INTERVIEW / Cancer: «l’environnement joue un rôle très faible comparé au tabac et à l’alcool» (Le Figaro)

Y a-t-il vraiment plus de cancers qu’avant ? Comment expliquer que près d’un cancer sur deux aurait pu être évité ? Quel rôle joue l’environnement ? À l’occasion de la journée mondiale contre le cancer, Le Figaro fait le point avec Catherine Hill, épidémiologiste.

Alcool

Rares sont les personnes qui n’ont pas dans leur entourage au moins une personne touchée par le cancer. L’Institut national du cancer estime d’ailleurs que trois millions de personnes âgées de 15 ans et plus sont actuellement en rémission de leur cancer en France. Chaque année, près de 400.000 nouvelles personnes reçoivent un tel diagnostic. Y en a-t-il vraiment plus qu’avant? À quoi est-ce dû? À l’occasion de la journée mondiale contre le cancer qui a lieu le 4 février, Le Figaro a interrogé Catherine Hill, épidémiologiste. Elle a dirigé le Service de biostatistiques et d’épidémiologie de l’Institut Gustave Roussy de 1994 à 2004.

LE FIGARO. – Peut-on dire que le cancer est le mal du siècle?

Catherine HILL. – Oui et non. Oui parce que le cancer représente une part grandissante de l’ensemble des maladies et des causes de décès. Non parce que cette augmentation est due à la diminution des autres risques: cardiovasculaires, accidentels, respiratoires, infectieux. D’ailleurs, le risque de cancer diminue lui aussi, mais moins vite que le risque cardiovasculaire. C’est ainsi que l’espérance de vie augmente.

LE FIGARO. – Y a-t-il davantage de cancers aujourd’hui qu’autrefois?

En valeur absolue, il y a plus de cancers car la population augmente et qu’il y a une plus grande proportion de gens âgés. Mais si l’on compare la situation actuelle à celle d’il y a quelques années, à taille de population et répartition d’âges égales, l’incidence annuelle diminue nettement chez les hommes et est à peu près stable chez les femmes. La mortalité par cancer, elle, diminue pour les deux sexes.

Quelles sont les tendances marquantes?

L’incidence des cancers diminue chez les hommes pour plusieurs raisons: on diagnostique moins de cancers de la prostate et ils boivent et fument moins qu’avant. Dans les années 1950-1960, les trois quarts fumaient, ils ne sont «plus que» 30 % aujourd’hui. Chez les femmes, l’incidence et la mortalité par cancer du sein diminuent, mais l’incidence et la mortalité par cancer du poumon augmentent énormément car les femmes se sont mises à fumer sérieusement seulement depuis les années 1970. Le risque va continuer à augmenter avec le vieillissement des générations nées vers 1960, qui sont celles qui ont le plus fumé.

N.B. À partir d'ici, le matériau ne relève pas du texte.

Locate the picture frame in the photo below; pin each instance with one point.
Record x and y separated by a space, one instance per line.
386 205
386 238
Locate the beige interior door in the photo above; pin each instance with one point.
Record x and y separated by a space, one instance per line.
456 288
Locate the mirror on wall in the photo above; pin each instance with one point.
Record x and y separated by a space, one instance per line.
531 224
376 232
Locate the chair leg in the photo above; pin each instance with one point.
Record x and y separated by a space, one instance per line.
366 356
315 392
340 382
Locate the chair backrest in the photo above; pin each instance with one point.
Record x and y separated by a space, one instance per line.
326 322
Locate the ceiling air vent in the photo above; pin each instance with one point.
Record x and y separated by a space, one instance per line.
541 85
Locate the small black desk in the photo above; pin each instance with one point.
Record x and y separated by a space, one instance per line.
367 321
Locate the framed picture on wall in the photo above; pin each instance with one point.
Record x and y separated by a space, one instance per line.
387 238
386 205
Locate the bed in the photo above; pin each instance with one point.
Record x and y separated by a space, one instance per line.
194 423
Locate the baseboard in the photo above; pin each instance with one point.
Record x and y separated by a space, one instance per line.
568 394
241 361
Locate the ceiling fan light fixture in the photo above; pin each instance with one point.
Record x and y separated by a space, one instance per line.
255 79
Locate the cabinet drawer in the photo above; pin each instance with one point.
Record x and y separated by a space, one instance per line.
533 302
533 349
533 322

On estime que 41 % des cancers diagnostiqués en 2015 auraient pu être évités. Comment expliquer cela?

Pour certains cancers, on ne connaît pas les facteurs déclencheurs. Leur survenue est imputable à une malchance génétique. C’est le cas par exemple de certains cancers du sein, de la prostate et du pancréas. À l’inverse, on connaît précisément l’origine de certaines tumeurs. On dispose d’une liste d’expositions certainement cancérogènes pour l’homme, et on peut calculer la part des cancers attribuable à ces expositions si l’on connaît la proportion de la population exposée et l’augmentation du risque associée à cette exposition.

Parmi les cancers évitables chez les hommes, près des deux tiers auraient été évités s’ils n’avaient pas fumé, un sur cinq aurait été évité en ne buvant pas d’alcool, un peu plus de 10% aurait été évités avec une alimentation équilibrée (au moins 300g de fruits, 300g de légumes, 25 g de fibres, et deux portions de laitage par jour, pas plus de 300g de viande rouge par semaine et le moins possible de viandes transformées), et un peu plus de 10% aussi en évitant les expositions professionnelles. Viennent ensuite l’obésité et le surpoids, les infections, l’exposition aux rayons ultraviolet du soleil et des salons de bronzage, le radon dans les maisons, la pollution de l’air, les irradiations diagnostiques et le fait de faire moins de 30 minutes d’activité physique par jour.

Chez les femmes, le tabac représente un cancer évitable sur quatre, l’alcool un sur cinq, le surpoids et l’obésité près d’un sur cinq, une alimentation équilibrée un sur sept, les infections cancérogènes un sur huit (comme les papillomavirus, responsables de cancers du col de l’utérus), le soleil et les salons de bronzage de presque un sur dix. Viennent ensuite une activité physique insuffisante, le traitement hormonal de la ménopause, les irradiations diagnostiques, le radon dans les maisons et la pollution de l’air.